We used Paragraph to genotype SVs and indels from the cohort of 31 samples in 873 samples from the GTEx Consortium which have RNA-seq data in multiple tissues. We used 48 tissues in our analysis with sufficient samples. a.) Number of variants detected per sample for genotyped SVs and indels (Jasmine) versus SVs reported in the GTEx SV dataset after HWE filtering. Note short read-based SV calls are not available for all samples so some samples only display the counts using Jasmine. b.) Distribution of the number of tissues an SV-gene pair is found as a significant eQTLs (FDR correction at 5%). We further plot the distribution for SV-gene pairs with significant eQTLs where the SV has the maximum CAVIAR score compared to all flanking SNPs. c.) Genotype and gene expression distribution in GTEx samples with expression in testis for the HACL1-associated deletion (n=318). d.) Manhattan plot for SNPs and the novel SV near HACL1, with the log10 p-value measured by a generalized linear model accounting for GTEx covariates.

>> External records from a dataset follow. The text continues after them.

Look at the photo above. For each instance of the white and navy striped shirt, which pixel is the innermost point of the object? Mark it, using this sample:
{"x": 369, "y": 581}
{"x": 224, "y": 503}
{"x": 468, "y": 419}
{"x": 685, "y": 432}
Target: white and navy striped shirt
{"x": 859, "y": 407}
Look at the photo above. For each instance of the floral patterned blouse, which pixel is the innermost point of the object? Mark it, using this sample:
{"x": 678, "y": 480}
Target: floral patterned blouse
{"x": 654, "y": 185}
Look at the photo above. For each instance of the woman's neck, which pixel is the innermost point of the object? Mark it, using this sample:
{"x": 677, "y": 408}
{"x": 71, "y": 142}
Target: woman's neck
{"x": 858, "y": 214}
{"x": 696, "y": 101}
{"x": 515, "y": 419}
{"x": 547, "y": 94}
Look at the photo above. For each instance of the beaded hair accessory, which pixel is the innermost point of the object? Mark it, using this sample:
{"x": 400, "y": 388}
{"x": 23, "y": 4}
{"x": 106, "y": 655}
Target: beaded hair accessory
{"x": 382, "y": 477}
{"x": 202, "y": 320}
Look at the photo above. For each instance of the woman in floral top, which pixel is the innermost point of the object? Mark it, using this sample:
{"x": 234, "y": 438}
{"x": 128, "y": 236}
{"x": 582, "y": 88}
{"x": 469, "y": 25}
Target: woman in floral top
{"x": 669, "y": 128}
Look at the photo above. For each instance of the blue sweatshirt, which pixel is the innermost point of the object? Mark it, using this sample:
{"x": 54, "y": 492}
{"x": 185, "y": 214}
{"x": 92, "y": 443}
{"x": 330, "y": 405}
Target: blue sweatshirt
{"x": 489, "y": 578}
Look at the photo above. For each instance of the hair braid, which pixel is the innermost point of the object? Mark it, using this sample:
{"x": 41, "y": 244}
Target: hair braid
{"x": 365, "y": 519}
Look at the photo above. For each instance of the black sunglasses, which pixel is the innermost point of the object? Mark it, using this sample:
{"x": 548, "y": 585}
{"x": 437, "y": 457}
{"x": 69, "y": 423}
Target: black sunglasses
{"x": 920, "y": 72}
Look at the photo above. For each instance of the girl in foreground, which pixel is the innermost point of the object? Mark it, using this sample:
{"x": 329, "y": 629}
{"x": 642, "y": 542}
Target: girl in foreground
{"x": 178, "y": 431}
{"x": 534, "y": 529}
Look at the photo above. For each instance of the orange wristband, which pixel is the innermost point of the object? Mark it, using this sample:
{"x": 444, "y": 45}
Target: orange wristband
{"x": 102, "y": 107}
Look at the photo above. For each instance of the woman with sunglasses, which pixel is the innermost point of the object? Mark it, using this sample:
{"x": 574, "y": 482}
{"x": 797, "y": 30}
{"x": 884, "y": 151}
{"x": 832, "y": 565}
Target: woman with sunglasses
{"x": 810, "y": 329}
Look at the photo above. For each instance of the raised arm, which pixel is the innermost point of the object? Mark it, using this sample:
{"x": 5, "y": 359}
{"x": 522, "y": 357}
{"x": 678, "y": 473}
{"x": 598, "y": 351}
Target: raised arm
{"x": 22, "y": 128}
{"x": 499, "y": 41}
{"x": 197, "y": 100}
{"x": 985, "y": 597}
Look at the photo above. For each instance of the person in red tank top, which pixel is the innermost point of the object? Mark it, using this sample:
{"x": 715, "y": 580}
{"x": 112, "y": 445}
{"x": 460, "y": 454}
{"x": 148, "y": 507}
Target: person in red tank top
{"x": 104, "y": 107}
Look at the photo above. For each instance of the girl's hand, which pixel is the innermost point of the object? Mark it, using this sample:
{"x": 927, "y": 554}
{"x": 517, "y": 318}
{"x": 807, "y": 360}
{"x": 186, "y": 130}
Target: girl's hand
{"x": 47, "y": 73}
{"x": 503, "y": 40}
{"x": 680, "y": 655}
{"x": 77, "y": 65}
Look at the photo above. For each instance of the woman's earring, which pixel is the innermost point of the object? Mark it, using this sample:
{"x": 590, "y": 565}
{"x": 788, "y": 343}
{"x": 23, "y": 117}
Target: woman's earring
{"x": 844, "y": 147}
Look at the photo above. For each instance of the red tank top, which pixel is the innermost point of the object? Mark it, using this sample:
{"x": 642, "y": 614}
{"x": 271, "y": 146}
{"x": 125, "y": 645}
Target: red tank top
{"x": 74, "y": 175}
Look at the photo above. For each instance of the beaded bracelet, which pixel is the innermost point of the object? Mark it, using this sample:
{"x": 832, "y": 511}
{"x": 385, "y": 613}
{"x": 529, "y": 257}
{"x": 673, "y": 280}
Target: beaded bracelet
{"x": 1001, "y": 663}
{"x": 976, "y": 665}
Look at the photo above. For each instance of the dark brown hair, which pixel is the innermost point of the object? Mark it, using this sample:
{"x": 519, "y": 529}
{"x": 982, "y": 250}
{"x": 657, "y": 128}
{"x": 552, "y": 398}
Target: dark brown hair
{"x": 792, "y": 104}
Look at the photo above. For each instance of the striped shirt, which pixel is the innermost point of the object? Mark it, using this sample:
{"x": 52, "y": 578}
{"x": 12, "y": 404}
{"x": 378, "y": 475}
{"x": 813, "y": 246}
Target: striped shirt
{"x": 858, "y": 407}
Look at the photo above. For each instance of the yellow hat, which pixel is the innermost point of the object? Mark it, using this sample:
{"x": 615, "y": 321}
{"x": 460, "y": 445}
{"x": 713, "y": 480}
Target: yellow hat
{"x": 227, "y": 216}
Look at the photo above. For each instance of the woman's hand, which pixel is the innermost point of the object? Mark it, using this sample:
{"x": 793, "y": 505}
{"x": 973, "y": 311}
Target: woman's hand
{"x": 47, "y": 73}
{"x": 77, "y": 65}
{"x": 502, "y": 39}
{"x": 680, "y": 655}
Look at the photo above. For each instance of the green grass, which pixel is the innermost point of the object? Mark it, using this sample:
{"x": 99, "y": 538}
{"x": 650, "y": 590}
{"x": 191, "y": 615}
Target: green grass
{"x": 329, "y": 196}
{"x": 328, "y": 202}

The annotated variant is the top variant, 1_0_16114_del, and points are colored by LD to this variant. For c,d, we used 318 individuals with both SV calls and RNA seq in testis tissue. e.) Genotype and gene expression distribution in GTEx samples with expression in whole blood for DDTL-associated deletion (n=666). f.) Manhattan plot for SNPs and the novel SV near DDTL, with the log10 p-value measured by a generalized linear model accounting for GTEx covariates. The annotated variant is the top variant, 0_0_078802_del, and points are colored by LD to this variant. For e,f, we used 666 individuals with both SV calls and RNA seq in whole blood samples. Examples c and e were selected based on a two-sided t-test to assess nominal p-value of a variant gene pair after gene-level Bonferroni multiple hypothesis testing corrections at FDR 5%. Boxplots describes the 1st to 3rd quartile of the expression z-score distribution and the whiskers describes 1st quartile - 1.5 * IQR and 3rd quartile + 1.5 * IQR centered on the mean expression value of each genotype group.